While the Temporal thing sounds like if something is written, it's done so in a containerized like manner, and other processes can't just read it.
It stores the app's work-in-progress state as well (probably as a blob full of serialised internal datastructures, at least in some cases):
> You write your workflow as ordinary sequential code, and the platform records every step in an event history. If a worker crashes mid-workflow, another worker replays the deterministic prefix to reconstruct the state, then continues from where it left off.
> When I read about internal app state being stored in Barbara I'm interpreting that the policy is for the data to be centralized for more vertical control.

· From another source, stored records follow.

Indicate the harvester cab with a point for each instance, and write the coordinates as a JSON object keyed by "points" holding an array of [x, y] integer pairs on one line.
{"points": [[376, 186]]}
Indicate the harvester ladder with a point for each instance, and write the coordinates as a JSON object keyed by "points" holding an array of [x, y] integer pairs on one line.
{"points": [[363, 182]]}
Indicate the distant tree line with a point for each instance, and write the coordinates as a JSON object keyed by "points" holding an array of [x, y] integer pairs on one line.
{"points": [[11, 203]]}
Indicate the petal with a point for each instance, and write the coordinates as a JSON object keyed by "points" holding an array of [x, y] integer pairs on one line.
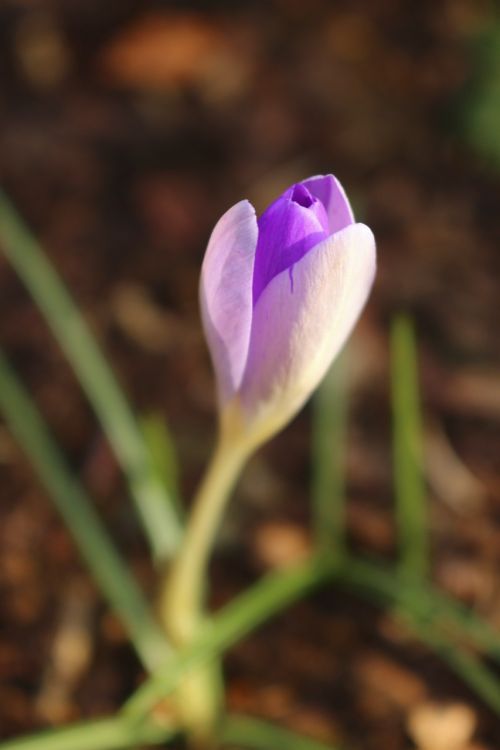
{"points": [[301, 321], [288, 229], [331, 193], [226, 294]]}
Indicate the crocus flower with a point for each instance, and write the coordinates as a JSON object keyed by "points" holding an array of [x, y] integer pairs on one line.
{"points": [[280, 295]]}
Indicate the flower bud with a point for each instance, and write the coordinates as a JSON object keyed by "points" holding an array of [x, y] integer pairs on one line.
{"points": [[279, 296]]}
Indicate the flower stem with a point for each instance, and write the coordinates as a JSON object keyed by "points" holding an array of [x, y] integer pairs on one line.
{"points": [[183, 588]]}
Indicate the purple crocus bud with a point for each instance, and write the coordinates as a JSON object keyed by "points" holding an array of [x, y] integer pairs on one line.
{"points": [[280, 295]]}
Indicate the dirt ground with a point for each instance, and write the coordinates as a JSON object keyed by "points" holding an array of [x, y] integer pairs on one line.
{"points": [[126, 129]]}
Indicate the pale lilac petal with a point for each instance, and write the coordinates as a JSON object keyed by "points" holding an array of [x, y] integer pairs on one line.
{"points": [[289, 228], [302, 319], [331, 193], [226, 294]]}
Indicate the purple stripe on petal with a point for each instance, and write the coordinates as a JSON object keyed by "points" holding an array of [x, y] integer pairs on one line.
{"points": [[295, 336], [331, 194], [288, 229]]}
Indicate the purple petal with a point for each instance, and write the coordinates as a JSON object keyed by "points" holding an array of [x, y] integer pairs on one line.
{"points": [[331, 194], [226, 294], [297, 330], [288, 229]]}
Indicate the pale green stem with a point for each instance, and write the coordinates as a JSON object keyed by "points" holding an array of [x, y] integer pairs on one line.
{"points": [[182, 592]]}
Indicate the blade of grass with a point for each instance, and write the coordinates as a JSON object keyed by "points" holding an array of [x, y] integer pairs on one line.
{"points": [[410, 495], [70, 499], [163, 455], [154, 507], [101, 734], [330, 408], [256, 734], [385, 586], [238, 618], [269, 596]]}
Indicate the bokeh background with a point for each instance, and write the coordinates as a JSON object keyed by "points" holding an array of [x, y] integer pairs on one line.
{"points": [[126, 129]]}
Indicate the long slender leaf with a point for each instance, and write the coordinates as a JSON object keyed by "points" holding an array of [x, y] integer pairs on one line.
{"points": [[152, 502], [102, 734], [265, 599], [411, 506], [76, 509], [328, 440], [418, 601]]}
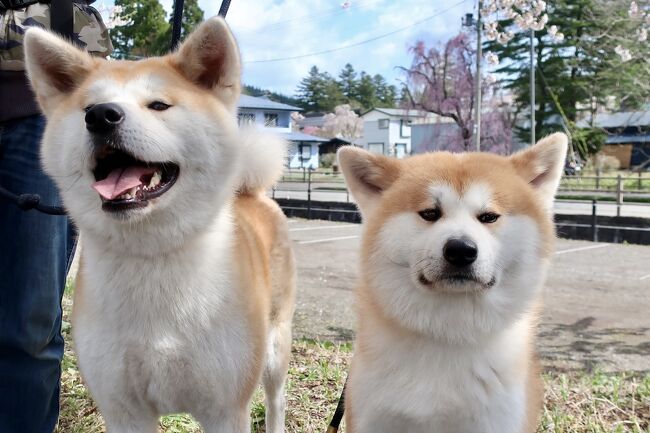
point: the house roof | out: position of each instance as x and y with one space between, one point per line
299 136
318 121
619 120
247 101
399 112
627 139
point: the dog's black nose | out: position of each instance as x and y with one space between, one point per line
103 118
460 252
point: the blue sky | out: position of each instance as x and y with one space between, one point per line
271 29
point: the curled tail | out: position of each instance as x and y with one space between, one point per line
262 162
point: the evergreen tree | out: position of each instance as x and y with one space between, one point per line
385 94
311 90
332 94
348 82
192 17
368 92
575 75
145 24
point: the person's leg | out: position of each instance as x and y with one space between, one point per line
34 256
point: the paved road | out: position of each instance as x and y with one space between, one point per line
596 299
561 207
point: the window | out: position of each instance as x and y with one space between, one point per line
400 150
246 119
305 151
270 120
377 148
405 128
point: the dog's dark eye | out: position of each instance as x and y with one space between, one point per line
488 217
430 215
158 106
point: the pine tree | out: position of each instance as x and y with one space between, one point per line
145 25
385 94
310 91
573 76
368 92
192 17
348 83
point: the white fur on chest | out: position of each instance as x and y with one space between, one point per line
417 385
167 332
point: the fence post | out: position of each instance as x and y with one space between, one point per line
619 194
594 227
309 194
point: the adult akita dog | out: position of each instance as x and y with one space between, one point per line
184 297
454 255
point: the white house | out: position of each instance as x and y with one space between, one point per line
387 131
275 116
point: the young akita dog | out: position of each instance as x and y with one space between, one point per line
454 255
184 296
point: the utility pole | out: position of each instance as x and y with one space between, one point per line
479 55
468 21
532 87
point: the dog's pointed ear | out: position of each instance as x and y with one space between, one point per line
542 165
55 67
210 58
367 175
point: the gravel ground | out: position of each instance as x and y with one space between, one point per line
596 300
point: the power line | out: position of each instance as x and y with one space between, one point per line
356 44
317 16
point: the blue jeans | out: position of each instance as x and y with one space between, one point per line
35 253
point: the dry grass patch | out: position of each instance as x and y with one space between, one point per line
576 402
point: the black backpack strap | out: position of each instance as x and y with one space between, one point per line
62 18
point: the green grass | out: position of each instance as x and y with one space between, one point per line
576 402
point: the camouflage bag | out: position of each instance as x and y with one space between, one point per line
89 31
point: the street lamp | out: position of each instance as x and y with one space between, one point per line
468 21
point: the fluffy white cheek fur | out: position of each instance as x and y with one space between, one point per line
511 253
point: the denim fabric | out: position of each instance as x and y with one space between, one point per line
35 253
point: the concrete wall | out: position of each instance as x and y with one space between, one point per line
390 136
295 160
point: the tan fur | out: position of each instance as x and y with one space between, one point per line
184 302
386 189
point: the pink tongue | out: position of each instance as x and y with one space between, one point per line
121 180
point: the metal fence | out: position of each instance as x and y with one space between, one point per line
594 206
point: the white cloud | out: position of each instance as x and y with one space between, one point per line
268 29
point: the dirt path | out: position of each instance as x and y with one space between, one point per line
597 298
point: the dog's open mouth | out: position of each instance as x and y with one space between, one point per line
125 182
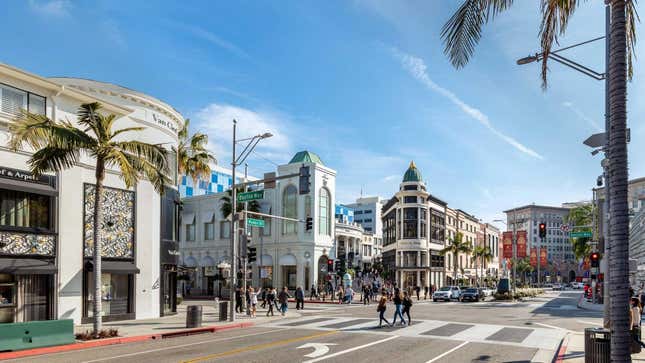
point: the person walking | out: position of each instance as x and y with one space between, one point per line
398 301
270 301
253 300
300 298
283 298
407 304
238 300
381 311
635 324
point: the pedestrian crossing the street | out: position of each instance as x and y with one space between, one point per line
540 338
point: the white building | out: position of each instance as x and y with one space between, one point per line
45 223
288 254
413 234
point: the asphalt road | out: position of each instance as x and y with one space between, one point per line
440 332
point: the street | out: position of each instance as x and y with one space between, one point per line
440 332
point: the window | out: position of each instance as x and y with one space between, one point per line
209 230
289 209
324 219
225 229
410 216
190 232
12 100
26 210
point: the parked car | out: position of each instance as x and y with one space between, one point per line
471 294
446 293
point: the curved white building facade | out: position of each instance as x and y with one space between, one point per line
44 254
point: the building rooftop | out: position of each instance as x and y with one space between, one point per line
412 174
306 157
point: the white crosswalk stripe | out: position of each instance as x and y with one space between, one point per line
540 338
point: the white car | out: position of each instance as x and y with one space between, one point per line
446 293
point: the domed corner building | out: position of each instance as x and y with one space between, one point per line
414 234
46 222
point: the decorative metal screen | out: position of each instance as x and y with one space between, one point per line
117 227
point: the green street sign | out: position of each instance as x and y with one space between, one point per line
580 234
246 196
252 222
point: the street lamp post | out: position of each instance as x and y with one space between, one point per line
235 161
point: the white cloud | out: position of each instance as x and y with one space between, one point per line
57 8
418 69
593 123
216 120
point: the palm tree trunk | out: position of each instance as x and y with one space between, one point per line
98 217
619 226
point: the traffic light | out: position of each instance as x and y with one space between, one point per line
251 254
595 259
304 180
542 230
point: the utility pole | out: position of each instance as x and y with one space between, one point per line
233 230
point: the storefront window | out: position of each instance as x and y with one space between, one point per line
20 209
115 293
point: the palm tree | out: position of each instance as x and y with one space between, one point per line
455 247
192 156
462 33
58 145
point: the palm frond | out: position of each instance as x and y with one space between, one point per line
463 30
555 18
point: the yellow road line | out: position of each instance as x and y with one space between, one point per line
259 346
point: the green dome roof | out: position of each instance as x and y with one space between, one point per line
412 174
306 157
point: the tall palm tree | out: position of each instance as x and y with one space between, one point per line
192 156
455 247
58 145
462 33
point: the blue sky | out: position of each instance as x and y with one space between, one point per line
362 83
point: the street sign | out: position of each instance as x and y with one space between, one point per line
580 234
246 196
252 222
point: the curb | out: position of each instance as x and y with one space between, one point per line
119 340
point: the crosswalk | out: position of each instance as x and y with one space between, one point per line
540 338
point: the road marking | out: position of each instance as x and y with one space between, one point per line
551 326
446 353
173 347
259 346
319 349
351 349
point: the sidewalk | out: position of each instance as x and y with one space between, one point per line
573 349
131 331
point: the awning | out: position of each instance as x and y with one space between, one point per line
188 218
28 187
27 266
207 217
116 267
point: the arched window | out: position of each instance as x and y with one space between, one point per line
289 209
324 218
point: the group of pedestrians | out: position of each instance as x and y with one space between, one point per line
402 305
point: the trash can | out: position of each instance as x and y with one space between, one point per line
194 316
597 344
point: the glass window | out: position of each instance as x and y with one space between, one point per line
324 219
20 209
190 232
225 229
209 230
289 209
410 216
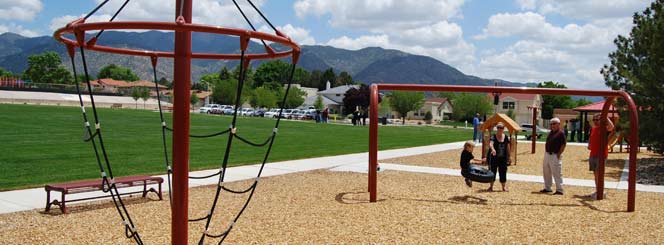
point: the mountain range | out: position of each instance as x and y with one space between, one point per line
365 65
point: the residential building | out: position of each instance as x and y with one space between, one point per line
108 85
440 109
519 104
333 97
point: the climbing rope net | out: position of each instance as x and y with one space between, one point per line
93 133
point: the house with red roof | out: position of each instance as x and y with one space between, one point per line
519 104
440 109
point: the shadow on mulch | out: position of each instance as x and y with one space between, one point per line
584 201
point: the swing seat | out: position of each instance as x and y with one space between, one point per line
479 174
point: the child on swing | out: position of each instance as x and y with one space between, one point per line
466 159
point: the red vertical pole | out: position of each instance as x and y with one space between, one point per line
373 143
533 137
182 85
634 139
603 143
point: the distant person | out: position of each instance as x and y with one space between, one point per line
553 165
500 155
476 123
326 114
595 147
573 128
466 159
586 131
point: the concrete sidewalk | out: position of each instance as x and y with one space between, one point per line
27 199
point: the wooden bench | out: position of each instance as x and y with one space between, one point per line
96 185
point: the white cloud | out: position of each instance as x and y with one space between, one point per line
24 10
11 27
380 16
587 9
297 34
61 21
572 54
209 12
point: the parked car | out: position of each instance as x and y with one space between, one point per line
528 129
259 113
287 113
208 108
220 110
229 110
247 112
272 113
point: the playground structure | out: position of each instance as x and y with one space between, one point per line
610 94
182 27
513 130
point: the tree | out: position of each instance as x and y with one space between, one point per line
405 101
263 97
5 73
636 67
135 94
551 102
466 105
356 97
165 82
318 104
582 102
193 100
47 68
328 75
145 95
224 73
116 72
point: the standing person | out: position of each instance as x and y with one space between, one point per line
500 155
595 147
326 114
553 164
586 131
476 123
317 115
466 159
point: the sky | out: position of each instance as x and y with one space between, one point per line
566 41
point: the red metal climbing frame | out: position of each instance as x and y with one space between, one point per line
610 94
182 55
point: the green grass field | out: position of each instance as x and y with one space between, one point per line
43 144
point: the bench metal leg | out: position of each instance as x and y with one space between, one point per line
160 198
48 201
145 187
63 206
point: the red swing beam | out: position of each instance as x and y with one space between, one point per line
610 94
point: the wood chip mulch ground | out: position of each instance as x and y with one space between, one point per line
322 207
575 162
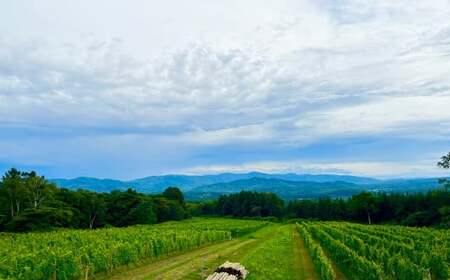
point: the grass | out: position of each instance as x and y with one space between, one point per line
273 252
274 258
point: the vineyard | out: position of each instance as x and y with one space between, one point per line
191 249
75 254
377 252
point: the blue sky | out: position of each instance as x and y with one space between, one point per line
126 89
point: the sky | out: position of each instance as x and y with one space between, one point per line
127 89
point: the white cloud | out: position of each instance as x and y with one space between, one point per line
279 73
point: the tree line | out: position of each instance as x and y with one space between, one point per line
414 209
30 202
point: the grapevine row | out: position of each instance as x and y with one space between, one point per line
320 260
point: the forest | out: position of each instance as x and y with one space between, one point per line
29 202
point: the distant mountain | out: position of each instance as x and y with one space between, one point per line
93 184
307 189
154 184
288 185
284 188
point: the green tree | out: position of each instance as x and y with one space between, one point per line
174 193
15 190
38 188
363 204
445 163
144 213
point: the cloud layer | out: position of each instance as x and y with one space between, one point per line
149 88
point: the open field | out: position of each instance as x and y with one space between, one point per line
192 249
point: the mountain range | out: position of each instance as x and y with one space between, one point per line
287 186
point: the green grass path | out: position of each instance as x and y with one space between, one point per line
273 252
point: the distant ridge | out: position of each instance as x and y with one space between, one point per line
288 186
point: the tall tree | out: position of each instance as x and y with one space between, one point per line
15 190
38 188
445 163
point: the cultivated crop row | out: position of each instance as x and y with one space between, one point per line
368 252
75 254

That wasn't the way I experienced it, if anything it was the opposite: app developers would push to use Barbara for their internal state because it was easy: the app is already accessing it, the APIs are simple, and since it's just pickled objects you can just store your state without having to worry about serialisation (much) or ORM. Whereas policy and leadership would if anything prefer you to use a separate traditional database. The point of Barbara is to provide a unified interface onto "everything the bank knows", it's primarily for data that multiple teams use, not internal state owned by a single team.
But also I suppose you may be saying exactly this?
There's a very big difference between the kind of bank you walk into to get a checking account, versus one that has no (individual) customers and whose job it is to assist with IPOs or whatever.
s/barbara/sandra/gIs this really the case? I'm sure there are plenty of transactions that for umpteen different reasons must not be exposed on a global level.
But anyway, specific trades are rarely private to one part of the bank for many reasons. For example regulatory: these days you have to notify the regulator about every trade.